Your assignment for HW03 will be to take the source code that I began in Lecture Wk04.2 and add an additional analysis to the program that will extract some useful data from the artifact(s).
You will write a report to accompany this, which will include malware analysis of two or more malware samples highlighting why the information extracted is significant.
The Python program is available here: metadata_import.py
If you recall, the Python code that I’ve written already collects the following data from the sample, puts it into a global object within the script, and finally commits it into the database:
- MD5, SHA-1, SHA-256 hashes
- File type (as reported by exiftool / “file magic”)
- File size (in bytes)
- File names
- Compile Time
- Creation Time
- Modify Time
- Author
- Company Name
- File Description
- List of sections (if it is a PE32-type file)
You will use a ZIP file containing malware that I provide to you as your experimental set for this homework. This file is available here: Malware_Bundle_HW03.zip (Password: infected7038)
- Using the metadata_import.py script that I’ve provided, the lecture notes from Week04.2, and the ZIP file of malware, rebuild the mongodb database using the samples I’ve provided, according to the in-class demo
- Run a few summary analyses using MongoDB’s javascript, or PyMongo in a Python script you provide, to demonstrate the data was imported. Provide this information in your report. Note that I am aware that some files are not parseable by the script and produce errors - this is fine.
- Identify information or characteristics that are available in multiple
malware samples - a portion of your grade depends upon the “difficulty level”
here. If you are simply extracting an additional data-point from exiftool’s
output, or whether or not a particular piece of static content exists, that
will provide enough for at most a B equivalent on the assignment. For a higher
grade, do some research on the file type being analyzed and use your tools to
extract that information. Some examples of acceptable challenges would be:
- Enumerate the encodings used in a PDF
- Calculate the sizes and locations of sections within a PE32 executable
- Parse & extract CSS style sheets from HTML
- Enumerate javascript function names from HTML & PDF samples
- The symbols that it imports from one or more particular WINDOWS system DLLs
- Document the characteristic chosen above, why it is significant, and which malware artifacts you were using to develop the extraction technique
- Document the code you added to the Python script. Either use comments and references to lines in the documentation, or document it directly in your report.

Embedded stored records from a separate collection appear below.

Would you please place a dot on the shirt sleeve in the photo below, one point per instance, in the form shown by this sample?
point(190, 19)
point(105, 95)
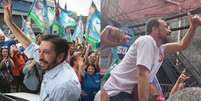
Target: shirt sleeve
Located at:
point(65, 92)
point(145, 53)
point(32, 51)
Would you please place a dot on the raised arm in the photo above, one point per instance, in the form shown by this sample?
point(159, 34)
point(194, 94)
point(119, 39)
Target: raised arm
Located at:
point(112, 37)
point(171, 48)
point(13, 27)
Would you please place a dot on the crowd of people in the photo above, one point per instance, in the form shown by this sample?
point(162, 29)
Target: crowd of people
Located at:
point(57, 69)
point(64, 71)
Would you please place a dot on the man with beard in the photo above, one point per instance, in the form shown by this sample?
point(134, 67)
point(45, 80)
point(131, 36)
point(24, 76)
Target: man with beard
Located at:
point(60, 82)
point(136, 72)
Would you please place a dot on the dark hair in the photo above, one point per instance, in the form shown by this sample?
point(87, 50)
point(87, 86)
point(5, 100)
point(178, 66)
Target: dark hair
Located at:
point(150, 24)
point(60, 44)
point(92, 66)
point(4, 47)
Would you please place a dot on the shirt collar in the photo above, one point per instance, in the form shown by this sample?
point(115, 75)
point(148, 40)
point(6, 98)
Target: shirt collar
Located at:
point(54, 71)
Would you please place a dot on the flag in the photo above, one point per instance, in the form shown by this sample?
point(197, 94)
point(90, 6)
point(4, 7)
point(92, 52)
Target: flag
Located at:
point(26, 28)
point(78, 33)
point(92, 32)
point(61, 22)
point(41, 14)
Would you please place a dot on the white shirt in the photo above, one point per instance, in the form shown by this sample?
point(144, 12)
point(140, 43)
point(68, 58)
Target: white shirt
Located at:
point(143, 51)
point(59, 83)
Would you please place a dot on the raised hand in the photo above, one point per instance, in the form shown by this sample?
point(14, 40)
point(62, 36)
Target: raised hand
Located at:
point(7, 12)
point(195, 20)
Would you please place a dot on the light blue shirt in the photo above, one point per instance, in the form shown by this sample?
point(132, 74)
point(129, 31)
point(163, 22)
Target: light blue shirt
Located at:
point(59, 83)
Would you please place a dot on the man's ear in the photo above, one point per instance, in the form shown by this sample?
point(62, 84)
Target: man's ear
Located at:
point(60, 57)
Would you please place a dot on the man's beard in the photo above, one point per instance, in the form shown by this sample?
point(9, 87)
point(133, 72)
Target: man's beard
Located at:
point(50, 65)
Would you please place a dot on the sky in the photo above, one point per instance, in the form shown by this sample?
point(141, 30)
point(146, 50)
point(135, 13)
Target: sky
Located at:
point(81, 7)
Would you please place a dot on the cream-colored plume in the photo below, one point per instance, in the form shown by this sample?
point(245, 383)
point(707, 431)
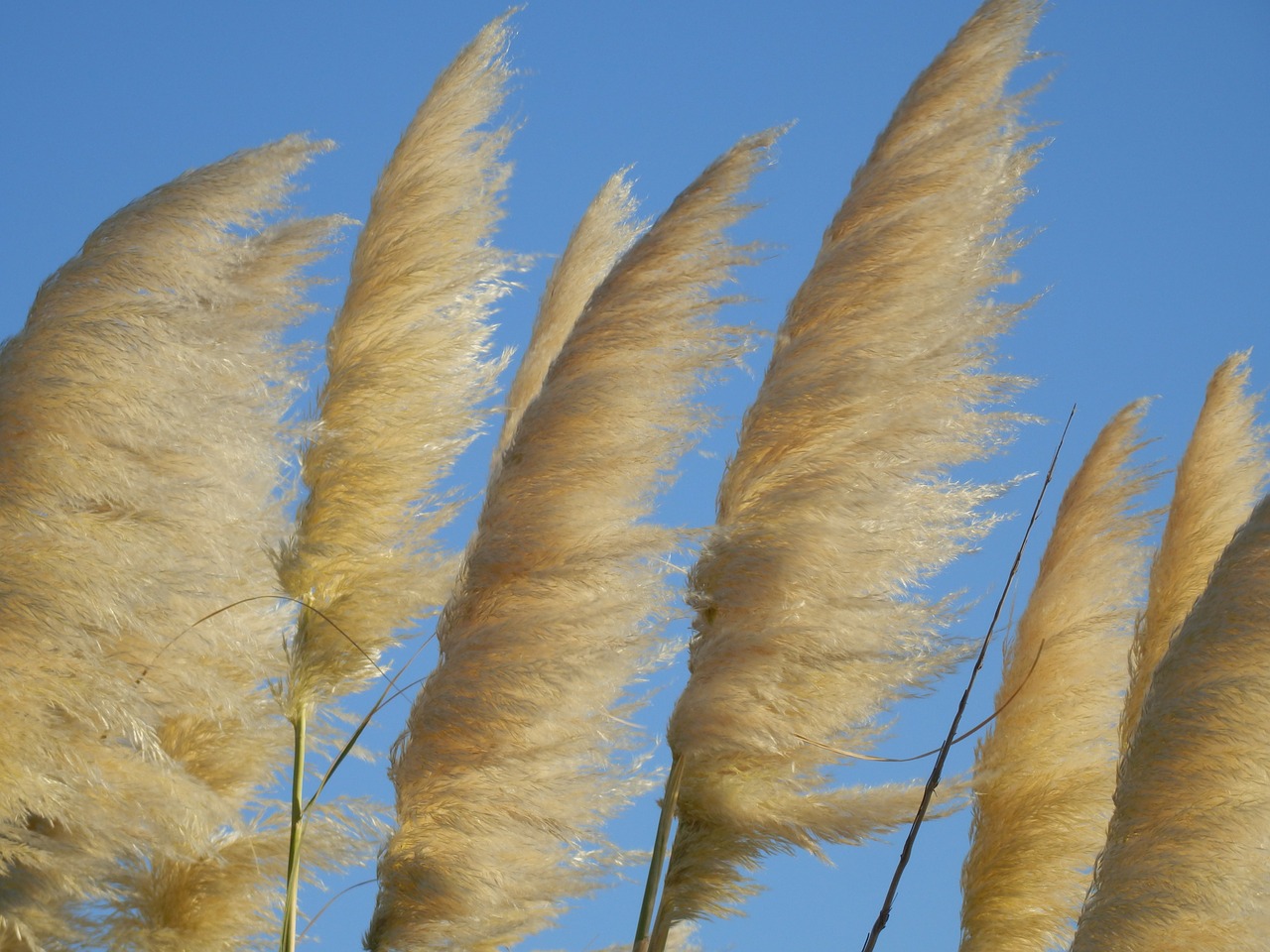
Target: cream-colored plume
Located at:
point(1044, 775)
point(838, 502)
point(517, 748)
point(140, 419)
point(606, 230)
point(409, 371)
point(1185, 864)
point(1219, 480)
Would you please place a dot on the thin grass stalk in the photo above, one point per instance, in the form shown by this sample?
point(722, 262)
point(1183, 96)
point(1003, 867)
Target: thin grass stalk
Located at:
point(838, 504)
point(291, 901)
point(942, 757)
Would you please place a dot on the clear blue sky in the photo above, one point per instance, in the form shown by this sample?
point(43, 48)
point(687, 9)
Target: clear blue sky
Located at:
point(1150, 222)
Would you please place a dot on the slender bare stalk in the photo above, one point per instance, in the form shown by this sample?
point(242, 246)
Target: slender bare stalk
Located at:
point(1219, 479)
point(516, 749)
point(1185, 865)
point(604, 231)
point(1044, 774)
point(139, 414)
point(837, 504)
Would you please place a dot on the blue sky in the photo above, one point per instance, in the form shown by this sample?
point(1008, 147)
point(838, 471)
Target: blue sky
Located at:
point(1148, 221)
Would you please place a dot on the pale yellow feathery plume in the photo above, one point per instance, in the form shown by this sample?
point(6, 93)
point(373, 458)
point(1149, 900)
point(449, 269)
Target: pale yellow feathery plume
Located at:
point(838, 503)
point(1185, 864)
point(1218, 481)
point(140, 416)
point(1044, 775)
point(517, 747)
point(409, 372)
point(604, 231)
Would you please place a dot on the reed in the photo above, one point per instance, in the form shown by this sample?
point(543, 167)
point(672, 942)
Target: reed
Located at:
point(517, 748)
point(1043, 777)
point(838, 504)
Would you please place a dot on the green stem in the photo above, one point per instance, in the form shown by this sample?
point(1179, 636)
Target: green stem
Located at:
point(658, 860)
point(298, 812)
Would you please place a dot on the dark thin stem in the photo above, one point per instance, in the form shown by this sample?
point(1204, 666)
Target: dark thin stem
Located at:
point(298, 794)
point(938, 771)
point(658, 860)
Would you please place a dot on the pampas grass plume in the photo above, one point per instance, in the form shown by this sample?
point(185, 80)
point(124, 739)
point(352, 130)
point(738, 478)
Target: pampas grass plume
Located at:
point(837, 504)
point(1044, 775)
point(1218, 481)
point(139, 413)
point(409, 371)
point(1185, 865)
point(516, 747)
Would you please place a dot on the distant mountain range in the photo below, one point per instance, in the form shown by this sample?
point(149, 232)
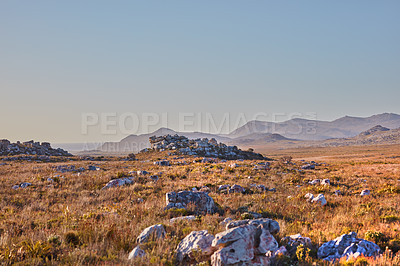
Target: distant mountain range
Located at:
point(303, 129)
point(346, 130)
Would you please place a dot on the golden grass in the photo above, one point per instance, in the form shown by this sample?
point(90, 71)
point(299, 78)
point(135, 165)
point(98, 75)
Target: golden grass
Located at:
point(72, 221)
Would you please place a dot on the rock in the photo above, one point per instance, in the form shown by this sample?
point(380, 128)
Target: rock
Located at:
point(202, 202)
point(261, 188)
point(269, 224)
point(205, 189)
point(292, 242)
point(234, 245)
point(196, 245)
point(201, 148)
point(136, 252)
point(141, 173)
point(267, 242)
point(236, 189)
point(365, 192)
point(153, 232)
point(162, 163)
point(346, 245)
point(282, 251)
point(239, 251)
point(30, 148)
point(309, 196)
point(326, 182)
point(119, 182)
point(226, 221)
point(223, 187)
point(93, 168)
point(315, 182)
point(319, 199)
point(308, 167)
point(338, 193)
point(252, 215)
point(154, 178)
point(246, 244)
point(22, 185)
point(183, 218)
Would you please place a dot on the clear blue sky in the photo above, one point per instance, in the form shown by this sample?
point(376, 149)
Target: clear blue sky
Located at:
point(59, 59)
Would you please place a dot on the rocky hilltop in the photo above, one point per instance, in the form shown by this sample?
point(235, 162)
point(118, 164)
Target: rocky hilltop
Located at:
point(201, 147)
point(29, 148)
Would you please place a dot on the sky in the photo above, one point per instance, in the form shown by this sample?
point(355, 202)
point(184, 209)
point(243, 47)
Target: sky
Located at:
point(78, 71)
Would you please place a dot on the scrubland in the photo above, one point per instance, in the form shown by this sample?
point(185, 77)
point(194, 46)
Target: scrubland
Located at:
point(70, 220)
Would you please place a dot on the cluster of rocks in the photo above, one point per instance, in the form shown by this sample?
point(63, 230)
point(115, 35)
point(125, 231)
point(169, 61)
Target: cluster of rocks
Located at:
point(251, 242)
point(30, 148)
point(201, 147)
point(244, 242)
point(347, 245)
point(320, 199)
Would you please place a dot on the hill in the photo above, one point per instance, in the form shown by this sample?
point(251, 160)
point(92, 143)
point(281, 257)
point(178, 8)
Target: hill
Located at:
point(304, 129)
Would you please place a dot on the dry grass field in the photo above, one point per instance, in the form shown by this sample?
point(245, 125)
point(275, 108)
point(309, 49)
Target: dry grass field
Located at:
point(70, 220)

- Give a list of the md5, sha-1, or sha-256 (be consistent, though, don’t mix the digest types) of all of the malware samples that are identified by your custom analysis and yielded some amount of data extraction for it
- Use mongodump to dump the contents of the collection into a BSON output file.
Example, using database & collection names from class:
bash$ mkdir mongo-out bash$ cd mongo-out bash$ mongodump -d cs7038 -c malware connected to: 127.0.0.1 Sun Feb 5 22:49:53.120 DATABASE: cs7038 to dump/cs7038 Sun Feb 5 22:49:53.121 cs7038.malware to dump/cs7038/malware.bson Sun Feb 5 22:49:53.129 7820 objects Sun Feb 5 22:49:53.129 Metadata for cs7038.malware to dump/cs7038/malware.metadata.json bash$
The above will create files named dump/cs7038/malware.bson and dump/cs7038/malware.metadata.json. These are your BSON and JSON files.
You’ll submit a report (PDF preferred), plus supporting code, artifacts, and binary data in a ZIP file. You do not need to submit the malware samples to me, but rather include the digest values that uniquely identify the malware samples significant to your analysis. Include the BSON and JSON file(s) generated by the “mongodump” operation in your ZIP file as well.